HUKUM PERJANJIAN
Pengertian Perjanjian
Suatu perjanjian adalah suatu perbuatan dengan mana satu orang atau lebih
mengikatkan dirinya terhadap satu orang lain atau lebih (Pasal 1313 BW). Pengertian
perjanjian ini mengandung unsur :
a. Perbuatan,
Penggunaan kata “Perbuatan” pada perumusan tentang Perjanjian ini lebih tepat jika
diganti dengan kata perbuatan hukum atau tindakan hukum, karena perbuatan
tersebut membawa akibat hukum bagi para pihak yang memperjanjikan;
b. Satu orang atau lebih terhadap satu orang lain atau lebih,
Untuk adanya suatu perjanjian, paling sedikit harus ada dua pihak yang saling
berhadap-hadapan dan saling memberikan pernyataan yang cocok/pas satu sama
lain. Pihak tersebut adalah orang atau badan hukum.
c. Mengikatkan dirinya,
Di dalam perjanjian terdapat unsur janji yang diberikan oleh pihak yang satu kepada
pihak yang lain. Dalam perjanjian ini orang terikat kepada akibat hukum yang muncul
karena kehendaknya sendiri.
B. Syarat sahnya Perjanjian
Agar suatu Perjanjian dapat menjadi sah dan mengikat para pihak, perjanjian harus
memenuhi syarat-syarat sebagaimana ditetapkan dalam Pasal 1320 BW yaitu :
1. sepakat mereka yang mengikatkan dirinya;
Kata “sepakat” tidak boleh disebabkan adanya kekhilafan mengenai hakekat barang
yang menjadi pokok persetujuan atau kekhilafan mengenai diri pihak lawannya dalam
persetujuan yang dibuat terutama mengingat dirinya orang tersebut; adanya paksaan
dimana seseorang melakukan perbuatan karena takut ancaman (Pasal 1324 BW);
adanya penipuan yang tidak hanya mengenai kebohongan tetapi juga adanya tipu
muslihat (Pasal 1328 BW). Terhadap perjanjian yang dibuat atas dasar “sepakat”

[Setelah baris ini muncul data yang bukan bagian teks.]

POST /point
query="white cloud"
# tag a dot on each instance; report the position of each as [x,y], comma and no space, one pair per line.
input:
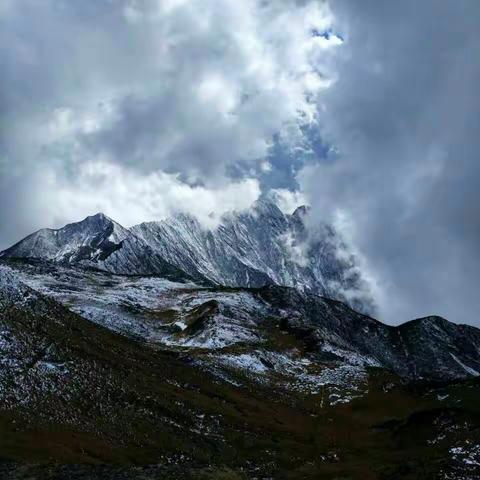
[288,200]
[130,197]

berdasarkan alasan-alasan tersebut, dapat diajukan pembatalan.
2. cakap untuk membuat perikatan;
Pasal 1330 BW menentukan yang tidak cakap untuk membuat perikatan :
a. Orang-orang yang belum dewasa
b. Mereka yang ditaruh dibawah pengampuan
c. Orang-orang perempuan, dalam hal-hal yang ditetapkan oleh undang-undang, dan
pada umumnya semua orang kepada siapa undang-undang telah melarang
membuat perjanjian-perjanjian tertentu. Namun berdasarkan fatwa Mahkamah
Agung, melalui Surat Edaran Mahkamah Agung No.3/1963 tanggal 5 September
1963, orang-orang perempuan tidak lagi digolongkan sebagai yang tidak cakap.
Mereka berwenang melakukan perbuatan hukum tanpa bantuan atau izin suaminya.
SieInfokum-Ditama Binbangkum 2
Akibat dari perjanjian yang dibuat oleh pihak yang tidak cakap adalah batal demi hukum
(Pasal 1446 BW).
3. suatu hal tertentu;
Perjanjian harus menentukan jenis objek yang diperjanjikan. Jika tidak, maka
perjanjian itu batal demi hukum. Pasal 1332 BW menentukan hanya barang-barang
yang dapat diperdagangkan yang dapat menjadi obyek perjanjian, dan berdasarkan
Pasal 1334 BW barang-barang yang baru akan ada di kemudian hari dapat menjadi
obyek perjanjian kecuali jika dilarang oleh undang-undang secara tegas.
4. suatu sebab atau causa yang halal.
Sahnya causa dari suatu persetujuan ditentukan pada saat perjanjian dibuat.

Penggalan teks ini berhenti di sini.